Project Details
Swimming of deformable microcapsules and droplets
Applicant
Professor Dr. Jan Kierfeld
Subject Area
Statistical Physics, Nonlinear Dynamics, Complex Systems, Soft and Fluid Matter, Biological Physics
Term
from 2014 to 2021
Project identifier
Deutsche Forschungsgemeinschaft (DFG) - Project number 254831628
This research project is focused on the theoretical investigation of self-propelling deformable microcapsule or droplet-based swimmers. We study two problems that occur generically for deformable self-propelled capsules or droplets due to the interplay of hydrodynamic forces and deformability: A) Because of hydrodynamic forces, a self-propelled microcapsule or droplet will deform during swimming, which changes in turn the velocity field of the surrounding fluid and, thus, the resulting swimming velocity. We will develop theoretical and simulation methods in order to solve the coupled problem of elastic microcapsule or droplet deformation, of the hydrodynamic fluid flow around (and inside) the swimmer and, eventually, of the diffusion of reactants of surfactants responsible for phoretic effects. In particular, we study capsule and droplet swimmers propelling by autophoresis.
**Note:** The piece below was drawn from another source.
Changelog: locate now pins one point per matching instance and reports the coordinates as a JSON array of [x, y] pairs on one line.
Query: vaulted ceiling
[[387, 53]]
B) A deformable microcapsule can use cyclic shape changes as a mechanical swimming mechanism. Coupling a hysteretic shape change to a simply oscillating control parameter suffices to induce swimming motion. This swimming mechanism by hysteretic shape changes will be investigated theoretically with respect to possible realizations by swimmers constructed from thermo-responsive polymer gels undergoing global hysteretic shape changes triggered by local swelling and shrinking.